Three Days in Rome: Day Two

After yesterday, you may want to sleep in at your hotel in Rome, Italy all day long -- but with only three days in Rome there is no time to spare! Today is the day for you to have a religious awakening-or at least to appreciate some of the most famous works of art in the world at Vatican City. Regardless of your religious background, Vatican City is a must-see attraction in Rome.

Before heading to Vatican City, make sure you have a large breakfast: there is a lot to see and do today, and you are going to need the energy. Next, head to the world famous St. Peter's Square, the open space that lies in front of St. Peter's Basilica, the largest church in the world. A line to enter the Basilica typically starts forming before the doors even open at 8 a.m., so it is best to get here at least a half hour early. No matter what time you arrive, once inside the wait is well worth it: with a cupola designed by Michelangelo and the air or magnificence at every step, you should allow at least two hours to explore the vast museum. And when you leave, don't forget to stop by the Vatican Post Office and write home about having set foot in the smallest country in the world, Vatican City.

Next walk over to the Vatican Museums, which feature one of the most accomplished collections of art in the world. With attractions like the Sistine Chapel, a collection of Roman sculptures, and works by Leonardo da Vinci, Raphael, and Michelangelo, the lines here are also sure to be long if you do not beat the crowds (or if you come on a Sunday, when the Vatican is free to the public and visitors wait in lines for hours). If only looking for the Sistine Chapel, be wary that you will have to slowly make your way through many rooms to get there-but again, the time and effort is well worth the wait, and you may find a few other pieces to catch your eye along the way. The museum includes a restaurant and pizzeria if you are looking for a light lunch.

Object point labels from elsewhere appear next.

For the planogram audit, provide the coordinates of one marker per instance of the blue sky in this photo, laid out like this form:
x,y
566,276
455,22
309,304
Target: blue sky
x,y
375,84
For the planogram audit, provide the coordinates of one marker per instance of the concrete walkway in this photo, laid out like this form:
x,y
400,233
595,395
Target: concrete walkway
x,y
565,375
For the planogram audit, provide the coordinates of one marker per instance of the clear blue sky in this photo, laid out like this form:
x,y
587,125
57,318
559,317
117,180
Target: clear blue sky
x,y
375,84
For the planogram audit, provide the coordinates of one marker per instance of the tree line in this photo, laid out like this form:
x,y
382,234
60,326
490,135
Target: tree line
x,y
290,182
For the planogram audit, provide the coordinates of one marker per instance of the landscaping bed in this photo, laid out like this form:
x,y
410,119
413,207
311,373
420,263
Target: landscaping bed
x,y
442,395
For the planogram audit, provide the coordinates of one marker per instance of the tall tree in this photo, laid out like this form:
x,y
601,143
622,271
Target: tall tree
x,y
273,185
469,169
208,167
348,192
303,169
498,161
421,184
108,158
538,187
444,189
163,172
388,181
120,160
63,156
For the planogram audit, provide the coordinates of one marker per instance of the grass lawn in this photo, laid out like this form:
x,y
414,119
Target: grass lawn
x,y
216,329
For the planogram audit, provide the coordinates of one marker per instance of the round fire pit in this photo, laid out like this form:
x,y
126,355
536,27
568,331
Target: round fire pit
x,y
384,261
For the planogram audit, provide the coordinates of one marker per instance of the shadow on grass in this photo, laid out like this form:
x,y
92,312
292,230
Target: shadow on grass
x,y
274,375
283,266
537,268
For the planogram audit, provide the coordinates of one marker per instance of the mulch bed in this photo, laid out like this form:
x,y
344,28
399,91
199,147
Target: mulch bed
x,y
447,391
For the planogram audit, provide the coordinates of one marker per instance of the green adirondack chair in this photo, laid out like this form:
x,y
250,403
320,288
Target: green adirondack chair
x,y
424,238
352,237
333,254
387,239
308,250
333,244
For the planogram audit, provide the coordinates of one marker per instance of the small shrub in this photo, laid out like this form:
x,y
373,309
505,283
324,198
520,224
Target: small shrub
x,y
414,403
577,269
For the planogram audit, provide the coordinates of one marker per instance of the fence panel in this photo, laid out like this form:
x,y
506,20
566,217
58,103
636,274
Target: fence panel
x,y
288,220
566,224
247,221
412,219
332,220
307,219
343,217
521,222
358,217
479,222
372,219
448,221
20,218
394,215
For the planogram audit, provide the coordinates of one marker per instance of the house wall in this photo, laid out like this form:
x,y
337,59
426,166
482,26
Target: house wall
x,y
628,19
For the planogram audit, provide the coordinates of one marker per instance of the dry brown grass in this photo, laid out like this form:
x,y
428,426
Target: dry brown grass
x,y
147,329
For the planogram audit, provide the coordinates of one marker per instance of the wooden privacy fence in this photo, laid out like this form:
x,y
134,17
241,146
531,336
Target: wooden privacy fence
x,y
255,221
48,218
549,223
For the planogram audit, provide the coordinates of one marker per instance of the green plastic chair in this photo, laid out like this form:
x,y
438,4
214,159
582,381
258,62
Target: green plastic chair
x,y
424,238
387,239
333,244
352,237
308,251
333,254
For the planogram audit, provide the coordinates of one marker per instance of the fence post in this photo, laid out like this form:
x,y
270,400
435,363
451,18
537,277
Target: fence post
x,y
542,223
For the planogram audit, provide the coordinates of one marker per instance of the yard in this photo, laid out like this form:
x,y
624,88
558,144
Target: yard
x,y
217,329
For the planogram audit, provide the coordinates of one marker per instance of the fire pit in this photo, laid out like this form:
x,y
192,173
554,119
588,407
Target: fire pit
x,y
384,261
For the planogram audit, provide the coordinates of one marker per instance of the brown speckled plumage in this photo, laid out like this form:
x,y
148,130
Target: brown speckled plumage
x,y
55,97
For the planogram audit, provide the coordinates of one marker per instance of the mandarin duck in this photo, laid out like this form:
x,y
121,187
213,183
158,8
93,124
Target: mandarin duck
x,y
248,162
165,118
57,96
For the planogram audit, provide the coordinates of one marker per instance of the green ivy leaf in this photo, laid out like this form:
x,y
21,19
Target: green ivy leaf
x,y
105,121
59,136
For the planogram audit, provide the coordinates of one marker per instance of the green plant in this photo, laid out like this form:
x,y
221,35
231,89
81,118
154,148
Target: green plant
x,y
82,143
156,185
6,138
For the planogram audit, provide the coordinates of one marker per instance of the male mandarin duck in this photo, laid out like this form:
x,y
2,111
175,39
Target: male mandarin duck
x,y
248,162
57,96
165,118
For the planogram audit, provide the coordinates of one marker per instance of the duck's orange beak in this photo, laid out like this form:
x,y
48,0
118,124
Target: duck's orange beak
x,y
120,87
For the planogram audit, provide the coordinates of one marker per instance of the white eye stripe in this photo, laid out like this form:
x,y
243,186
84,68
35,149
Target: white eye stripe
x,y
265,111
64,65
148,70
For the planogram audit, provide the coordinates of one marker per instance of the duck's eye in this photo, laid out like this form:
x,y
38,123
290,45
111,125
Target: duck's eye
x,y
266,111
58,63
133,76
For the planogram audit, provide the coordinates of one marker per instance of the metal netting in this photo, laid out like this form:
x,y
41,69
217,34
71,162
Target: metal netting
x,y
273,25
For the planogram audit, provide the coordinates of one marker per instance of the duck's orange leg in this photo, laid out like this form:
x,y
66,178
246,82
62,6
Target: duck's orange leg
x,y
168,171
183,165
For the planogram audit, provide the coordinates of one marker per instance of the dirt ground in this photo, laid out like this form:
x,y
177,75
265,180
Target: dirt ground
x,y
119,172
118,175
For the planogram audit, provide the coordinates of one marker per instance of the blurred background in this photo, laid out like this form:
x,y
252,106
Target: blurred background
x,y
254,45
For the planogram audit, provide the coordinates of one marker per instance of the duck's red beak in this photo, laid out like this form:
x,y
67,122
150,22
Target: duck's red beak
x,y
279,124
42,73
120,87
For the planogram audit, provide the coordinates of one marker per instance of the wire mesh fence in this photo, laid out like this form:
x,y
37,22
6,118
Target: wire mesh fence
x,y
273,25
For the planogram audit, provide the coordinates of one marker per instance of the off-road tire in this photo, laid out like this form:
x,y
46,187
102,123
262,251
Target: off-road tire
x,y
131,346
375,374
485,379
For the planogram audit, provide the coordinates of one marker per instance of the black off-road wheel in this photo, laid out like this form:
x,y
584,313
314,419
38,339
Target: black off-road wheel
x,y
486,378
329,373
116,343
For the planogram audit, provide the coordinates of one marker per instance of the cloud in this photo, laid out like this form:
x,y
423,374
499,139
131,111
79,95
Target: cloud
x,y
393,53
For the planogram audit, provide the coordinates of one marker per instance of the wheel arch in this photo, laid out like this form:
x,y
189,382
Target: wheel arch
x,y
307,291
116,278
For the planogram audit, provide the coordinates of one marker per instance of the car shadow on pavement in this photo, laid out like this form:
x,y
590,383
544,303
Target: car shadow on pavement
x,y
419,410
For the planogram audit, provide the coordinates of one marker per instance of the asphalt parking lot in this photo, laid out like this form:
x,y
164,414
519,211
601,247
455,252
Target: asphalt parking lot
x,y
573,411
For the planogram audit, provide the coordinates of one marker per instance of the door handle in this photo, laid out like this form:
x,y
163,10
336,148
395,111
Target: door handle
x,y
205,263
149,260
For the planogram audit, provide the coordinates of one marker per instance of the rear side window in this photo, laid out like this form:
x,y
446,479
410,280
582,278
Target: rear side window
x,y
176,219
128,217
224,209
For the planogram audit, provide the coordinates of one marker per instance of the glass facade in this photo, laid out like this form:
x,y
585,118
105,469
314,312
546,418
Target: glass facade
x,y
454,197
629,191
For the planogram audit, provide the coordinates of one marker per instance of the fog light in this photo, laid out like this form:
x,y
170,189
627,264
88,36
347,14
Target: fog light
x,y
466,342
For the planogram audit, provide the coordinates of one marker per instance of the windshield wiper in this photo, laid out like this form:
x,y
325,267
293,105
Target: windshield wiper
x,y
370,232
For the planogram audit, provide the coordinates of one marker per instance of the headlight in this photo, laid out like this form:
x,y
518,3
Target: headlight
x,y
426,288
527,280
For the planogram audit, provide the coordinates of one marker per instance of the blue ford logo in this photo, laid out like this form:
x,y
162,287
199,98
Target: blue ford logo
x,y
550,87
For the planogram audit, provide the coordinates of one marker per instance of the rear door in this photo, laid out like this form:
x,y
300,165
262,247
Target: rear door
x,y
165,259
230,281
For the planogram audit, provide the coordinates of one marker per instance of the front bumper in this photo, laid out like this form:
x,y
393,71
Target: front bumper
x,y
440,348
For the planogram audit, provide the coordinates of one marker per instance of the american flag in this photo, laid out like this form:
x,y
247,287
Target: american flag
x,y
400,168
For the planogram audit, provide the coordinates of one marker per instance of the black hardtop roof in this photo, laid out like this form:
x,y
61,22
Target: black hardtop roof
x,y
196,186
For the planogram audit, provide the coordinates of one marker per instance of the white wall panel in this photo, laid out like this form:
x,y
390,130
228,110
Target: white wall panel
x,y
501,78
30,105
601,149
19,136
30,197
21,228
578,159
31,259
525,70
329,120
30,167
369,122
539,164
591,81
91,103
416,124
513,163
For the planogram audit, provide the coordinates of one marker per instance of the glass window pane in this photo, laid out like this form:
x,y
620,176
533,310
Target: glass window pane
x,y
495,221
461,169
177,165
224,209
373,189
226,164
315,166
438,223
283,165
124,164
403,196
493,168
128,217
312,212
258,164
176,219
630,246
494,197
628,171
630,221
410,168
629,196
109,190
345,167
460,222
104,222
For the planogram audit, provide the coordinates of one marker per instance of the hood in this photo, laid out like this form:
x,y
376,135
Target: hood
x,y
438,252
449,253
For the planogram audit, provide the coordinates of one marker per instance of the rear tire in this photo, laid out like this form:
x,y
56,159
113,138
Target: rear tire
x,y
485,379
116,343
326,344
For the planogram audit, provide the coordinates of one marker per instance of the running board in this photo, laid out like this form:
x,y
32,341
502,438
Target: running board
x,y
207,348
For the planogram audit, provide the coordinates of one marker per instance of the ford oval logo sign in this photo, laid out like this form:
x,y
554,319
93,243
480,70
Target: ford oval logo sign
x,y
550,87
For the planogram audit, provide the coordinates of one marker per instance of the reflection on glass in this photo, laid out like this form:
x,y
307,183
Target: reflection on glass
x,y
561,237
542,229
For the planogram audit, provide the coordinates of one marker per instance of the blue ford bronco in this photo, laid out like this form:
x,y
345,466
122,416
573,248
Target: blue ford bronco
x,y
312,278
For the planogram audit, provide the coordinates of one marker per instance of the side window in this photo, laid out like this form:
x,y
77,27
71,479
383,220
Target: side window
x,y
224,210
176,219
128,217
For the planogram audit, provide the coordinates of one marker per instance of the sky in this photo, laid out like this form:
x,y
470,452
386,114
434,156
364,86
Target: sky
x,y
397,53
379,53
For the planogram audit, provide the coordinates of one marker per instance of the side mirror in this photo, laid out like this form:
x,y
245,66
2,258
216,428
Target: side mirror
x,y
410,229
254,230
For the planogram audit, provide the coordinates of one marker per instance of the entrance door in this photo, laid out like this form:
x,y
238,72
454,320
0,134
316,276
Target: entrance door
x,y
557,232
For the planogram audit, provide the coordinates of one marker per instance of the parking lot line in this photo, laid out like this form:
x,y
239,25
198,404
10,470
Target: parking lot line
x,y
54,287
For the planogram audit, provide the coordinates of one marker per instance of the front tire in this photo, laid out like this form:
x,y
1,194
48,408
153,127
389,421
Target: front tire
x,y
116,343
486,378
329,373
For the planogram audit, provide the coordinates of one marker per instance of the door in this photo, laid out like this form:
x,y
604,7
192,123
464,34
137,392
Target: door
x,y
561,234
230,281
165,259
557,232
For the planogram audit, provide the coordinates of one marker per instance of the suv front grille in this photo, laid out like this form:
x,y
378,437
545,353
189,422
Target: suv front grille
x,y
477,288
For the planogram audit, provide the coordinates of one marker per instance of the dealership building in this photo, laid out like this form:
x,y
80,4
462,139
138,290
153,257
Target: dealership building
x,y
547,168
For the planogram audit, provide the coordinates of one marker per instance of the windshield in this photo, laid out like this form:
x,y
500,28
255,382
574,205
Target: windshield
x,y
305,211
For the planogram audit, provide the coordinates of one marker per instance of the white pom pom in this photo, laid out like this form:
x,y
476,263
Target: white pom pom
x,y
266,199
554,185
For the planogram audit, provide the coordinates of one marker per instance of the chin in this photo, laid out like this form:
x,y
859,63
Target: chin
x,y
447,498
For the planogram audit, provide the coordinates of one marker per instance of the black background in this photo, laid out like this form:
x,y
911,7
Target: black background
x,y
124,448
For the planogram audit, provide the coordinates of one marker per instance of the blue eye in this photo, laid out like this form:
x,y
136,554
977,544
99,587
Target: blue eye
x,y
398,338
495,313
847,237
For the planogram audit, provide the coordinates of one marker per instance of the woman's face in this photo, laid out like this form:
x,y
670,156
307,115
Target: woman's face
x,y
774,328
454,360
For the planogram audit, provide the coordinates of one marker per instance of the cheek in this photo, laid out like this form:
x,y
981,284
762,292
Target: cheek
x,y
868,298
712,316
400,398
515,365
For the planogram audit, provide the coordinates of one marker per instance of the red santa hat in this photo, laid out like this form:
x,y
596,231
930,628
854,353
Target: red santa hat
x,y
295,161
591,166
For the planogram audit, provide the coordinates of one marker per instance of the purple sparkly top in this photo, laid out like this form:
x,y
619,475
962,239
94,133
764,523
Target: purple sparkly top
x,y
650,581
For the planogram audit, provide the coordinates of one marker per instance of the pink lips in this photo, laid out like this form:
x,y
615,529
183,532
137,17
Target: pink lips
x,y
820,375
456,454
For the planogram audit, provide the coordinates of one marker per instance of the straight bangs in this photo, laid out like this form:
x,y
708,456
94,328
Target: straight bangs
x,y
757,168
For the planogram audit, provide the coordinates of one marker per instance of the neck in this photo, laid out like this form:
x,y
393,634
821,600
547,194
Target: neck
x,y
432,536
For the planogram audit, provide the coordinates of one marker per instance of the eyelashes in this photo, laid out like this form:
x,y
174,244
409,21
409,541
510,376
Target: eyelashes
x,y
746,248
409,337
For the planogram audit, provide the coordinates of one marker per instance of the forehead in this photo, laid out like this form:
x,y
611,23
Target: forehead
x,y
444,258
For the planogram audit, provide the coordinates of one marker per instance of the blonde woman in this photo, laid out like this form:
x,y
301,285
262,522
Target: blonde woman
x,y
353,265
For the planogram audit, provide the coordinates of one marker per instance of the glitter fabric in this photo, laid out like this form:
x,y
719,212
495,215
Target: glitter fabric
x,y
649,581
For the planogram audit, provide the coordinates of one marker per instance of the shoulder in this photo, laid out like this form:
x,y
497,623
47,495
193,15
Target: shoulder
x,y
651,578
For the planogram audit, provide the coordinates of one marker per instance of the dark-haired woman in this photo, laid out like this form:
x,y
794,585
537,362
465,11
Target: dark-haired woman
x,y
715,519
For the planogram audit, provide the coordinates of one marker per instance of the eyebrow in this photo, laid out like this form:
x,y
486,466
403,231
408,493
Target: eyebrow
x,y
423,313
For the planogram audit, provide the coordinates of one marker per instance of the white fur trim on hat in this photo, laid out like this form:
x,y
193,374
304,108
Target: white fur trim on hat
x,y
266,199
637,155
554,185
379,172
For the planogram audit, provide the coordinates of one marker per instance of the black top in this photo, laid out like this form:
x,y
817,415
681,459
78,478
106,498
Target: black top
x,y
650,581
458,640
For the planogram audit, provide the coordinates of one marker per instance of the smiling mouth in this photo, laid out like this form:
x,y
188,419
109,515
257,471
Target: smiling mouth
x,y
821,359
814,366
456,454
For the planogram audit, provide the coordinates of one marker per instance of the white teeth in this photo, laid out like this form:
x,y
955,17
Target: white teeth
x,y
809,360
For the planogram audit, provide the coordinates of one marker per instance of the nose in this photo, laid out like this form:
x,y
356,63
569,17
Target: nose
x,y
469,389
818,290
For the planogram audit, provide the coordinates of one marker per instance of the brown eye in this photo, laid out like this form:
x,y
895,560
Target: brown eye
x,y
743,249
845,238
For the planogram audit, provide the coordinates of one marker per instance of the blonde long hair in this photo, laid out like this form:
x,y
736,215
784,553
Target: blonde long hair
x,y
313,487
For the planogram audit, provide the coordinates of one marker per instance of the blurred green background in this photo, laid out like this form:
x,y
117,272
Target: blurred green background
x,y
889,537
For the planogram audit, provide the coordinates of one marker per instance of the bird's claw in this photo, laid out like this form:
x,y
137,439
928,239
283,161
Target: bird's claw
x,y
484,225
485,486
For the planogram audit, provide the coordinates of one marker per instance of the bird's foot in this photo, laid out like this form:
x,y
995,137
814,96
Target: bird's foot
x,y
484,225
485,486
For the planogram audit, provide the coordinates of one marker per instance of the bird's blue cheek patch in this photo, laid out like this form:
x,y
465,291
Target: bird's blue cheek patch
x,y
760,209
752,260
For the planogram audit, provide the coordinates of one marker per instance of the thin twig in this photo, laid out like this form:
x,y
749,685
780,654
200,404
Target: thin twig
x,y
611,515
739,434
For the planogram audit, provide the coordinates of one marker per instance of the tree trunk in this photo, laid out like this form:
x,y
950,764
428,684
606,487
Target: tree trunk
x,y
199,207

By now you are probably in need of some relaxation, so head to Piazza Navona, a city square featuring a series of famous fountains. In the center is the Fountain of Four Rivers, a Baroque masterpiece built in 1651. At the southern end is the intricate Fontana del Moro with four Tritons while at the opposite end is the Fountain of Neptune. Don't miss the ancient "speaking" statue of Pasquino at the southwest end, where Romans couple attach social commentary during the 16th century. Surrounding the Piazza are several places to eat dinner, as well as nightclubs that stay open well into the night if you are up for it.

Three Days in Rome: Day Three

On your last of three days in Rome, it is time to clean up on all the things you missed. Pay a visit to the Baths of Diocletian at Piazza Republica, Rome's largest bathhouse dating back to 300 AD, check out the fabulous art on display at the Borghese Gallery, or climb the Spanish Steps. Another place to visit is the Cappuchin Crypt, an awe-inspiring sight that some may find creepy. Several small rooms are decorated with the bones of over 4,000 Cappuchin monks. Other weird things to do in Rome include visiting the Museum of Purgatory, the Museum of the Sanitary Arts, the Rome Crime Museum or the Pasta Museum (yum!). If you like churches, this church-heavy city has plenty of other chapels for you to explore as well. Finally, if you simply cannot make your mind, try one of the Italy tours offered throughout the city.

By planning out your time wisely and sticking to general areas for the morning or afternoon, you can maximize your Italy travel. However you decide to spend your time is entirely up to you, but sticking to localize areas during your three days in Rome can make your vacation an enjoyable and leisurely instead of a hectic run around the city.